Hungry? I can offer you a round, red, big apple, or a big, round, red apple. Do you have a preference?

If you say those two phrases out loud, you will probably find the first one hits your ear wrong. It is one of the “secret” rules of English; there is a “correct” order for the placement of adjectives to sound “right.” This isn’t something that Maine’s schoolchildren spend time learning — native speakers just pick it up — but those new to the language struggle with it.  

Word order can matter in politics as well. There is a difference between a “social democrat” and a “Democratic Socialist” in the popular imagination.

The “Democratic Socialist” mantle is shouldered, once again, by Vermont Sen. Bernie Sanders. Who is not a registered Democrat, but proudly a socialist, although his definition of the term is somewhat muddled. Meanwhile, Americans generally do not use the term “social democrat,” but it describes the European mixture of welfare and capitalism, predicated on substantial taxes and government regulation.

Next year’s election will explore America’s temperature for “social democracy.” President Donald Trump’s trade strategy — tariffs coupled with subsidies for harmed industries — could fairly be described as a mixture of welfare and capitalism. Meanwhile, the umpteen Democrats running for president have no shortage of ideas on how to spend money on government safety net programs. Some, like former Colorado Gov.
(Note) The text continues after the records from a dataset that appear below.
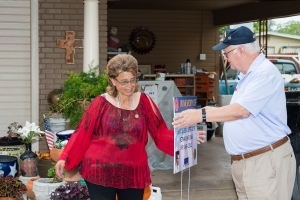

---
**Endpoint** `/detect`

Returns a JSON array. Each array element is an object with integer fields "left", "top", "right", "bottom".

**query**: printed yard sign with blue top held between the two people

[{"left": 173, "top": 96, "right": 197, "bottom": 174}]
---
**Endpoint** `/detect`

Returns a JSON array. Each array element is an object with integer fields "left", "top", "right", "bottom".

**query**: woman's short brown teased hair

[{"left": 106, "top": 54, "right": 139, "bottom": 97}]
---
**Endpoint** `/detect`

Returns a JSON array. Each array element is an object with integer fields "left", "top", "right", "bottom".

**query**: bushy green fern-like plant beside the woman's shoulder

[{"left": 57, "top": 66, "right": 108, "bottom": 128}]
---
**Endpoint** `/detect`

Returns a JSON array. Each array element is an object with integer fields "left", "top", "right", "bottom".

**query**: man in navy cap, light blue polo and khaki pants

[{"left": 173, "top": 26, "right": 296, "bottom": 200}]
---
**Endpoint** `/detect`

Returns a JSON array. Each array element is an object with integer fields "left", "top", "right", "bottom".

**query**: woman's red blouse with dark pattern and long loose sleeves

[{"left": 60, "top": 93, "right": 174, "bottom": 189}]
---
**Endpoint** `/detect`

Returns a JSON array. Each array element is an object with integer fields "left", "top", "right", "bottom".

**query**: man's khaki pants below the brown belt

[{"left": 231, "top": 140, "right": 296, "bottom": 200}]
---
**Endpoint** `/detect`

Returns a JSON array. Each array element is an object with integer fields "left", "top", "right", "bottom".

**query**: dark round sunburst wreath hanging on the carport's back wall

[{"left": 129, "top": 27, "right": 156, "bottom": 54}]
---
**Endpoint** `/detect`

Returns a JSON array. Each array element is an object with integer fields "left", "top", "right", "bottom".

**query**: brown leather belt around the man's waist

[{"left": 231, "top": 136, "right": 289, "bottom": 161}]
John Hickenlooper, welcome capitalism with open arms. Call him a capitalist Democrat.

Democratic presidential candidate and entrepreneur Andrew Yang meets with people at a campaign event on April 23 in Las Vegas. (AP Photo/John Locher)
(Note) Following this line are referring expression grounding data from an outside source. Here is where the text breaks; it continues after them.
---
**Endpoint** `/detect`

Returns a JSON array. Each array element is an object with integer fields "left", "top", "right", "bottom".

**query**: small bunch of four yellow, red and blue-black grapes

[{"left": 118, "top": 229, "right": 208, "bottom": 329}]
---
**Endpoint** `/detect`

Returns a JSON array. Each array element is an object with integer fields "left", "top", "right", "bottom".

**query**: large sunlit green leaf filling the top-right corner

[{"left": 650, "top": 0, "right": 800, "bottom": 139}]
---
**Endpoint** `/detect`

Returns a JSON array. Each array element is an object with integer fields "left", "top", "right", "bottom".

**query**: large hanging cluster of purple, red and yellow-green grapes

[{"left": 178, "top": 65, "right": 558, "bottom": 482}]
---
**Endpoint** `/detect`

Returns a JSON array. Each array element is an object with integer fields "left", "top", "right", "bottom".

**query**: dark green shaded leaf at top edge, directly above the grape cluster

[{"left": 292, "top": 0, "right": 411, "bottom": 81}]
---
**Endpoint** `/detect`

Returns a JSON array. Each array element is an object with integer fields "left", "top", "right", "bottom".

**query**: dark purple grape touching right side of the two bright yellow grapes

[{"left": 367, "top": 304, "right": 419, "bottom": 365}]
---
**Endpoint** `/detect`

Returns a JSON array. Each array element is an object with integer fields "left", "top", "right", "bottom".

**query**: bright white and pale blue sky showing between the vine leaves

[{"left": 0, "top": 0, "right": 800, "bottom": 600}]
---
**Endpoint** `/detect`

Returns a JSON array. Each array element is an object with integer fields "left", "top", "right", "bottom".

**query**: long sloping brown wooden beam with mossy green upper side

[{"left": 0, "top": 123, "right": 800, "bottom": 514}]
Meanwhile, perhaps the most interesting candidate running on the left is Andrew Yang. A former lawyer and entrepreneur, his “big idea” is a so-called “Universal Basic Income.” What is it? Essentially, a guaranteed payment monthly from the government to every American. Call it Democratic Capitalism.

If that sounds crazy, it is. And it isn’t.

One of the rare bipartisan initiatives in Augusta this year is a bill to expand the Earned Income Tax Credit. The left-wing Maine People’s Alliance supported it, as did the conservative Maine Heritage Policy Center. Assistant Senate Democratic Leader Eliose Vitelli and Assistant House Republican Leader Trey Stewart jointly penned an OpEd in the Bangor Daily News lauding it.  

It works by giving a tax credit to low- and moderate-income earners. In some cases, the credit is bigger than the tax bill, which turns it into a subsidy; the government is giving the taxpayer money. So why would the left and right agree on it?

Because Republicans and conservatives, contrary to caricatures, believe poverty is a bad thing.  And there are some tax cuts that Democrats and liberals like.

In short, it is an example of social democracy in action. Or democratic capitalism. Americans across the political spectrum generally agree that a safety net is appropriate and necessary for society. That is why Social Security is almost universally acclaimed by elected officials and the public writ large.

Which brings us back to Yang. We have big, convoluted government programs already in place to give people money like unemployment, Social Security, and TANF, but also tax programs like the Earned Income Tax Credit. As the economy changes, more and more people are no longer covered by traditional employment safety nets.  

Drive for Uber? Work freelance as a computer developer? Maybe our government programs, together with the tax code, should be rethought and redesigned to cover new ways people work. All with the same goal as the Earned Income Tax Credit, so that work always leaves you better off than you were before.

Because, whether you are a social democrat or a democratic socialist or a capitalist democrat or a democratic capitalist, there are some areas where we agree: Poverty is bad. Work is good. And “round, red, big apple” sounds strange.

Michael Cianchette

About Michael Cianchette

Michael Cianchette was the chief counsel to Gov. Paul LePage from 2012-2013 and deputy counsel from 2011-2012. A Navy reservist, he was deployed to Afghanistan from 2013-2014 as a trainer and adviser to the Afghan National Police. He is an alumnus of the Leadership Maine program and holds a BA in economics and political science from Boston College along with a JD and an MBA from Suffolk University. He works as in-house counsel and financial manager for a number of affiliated companies in southern Maine.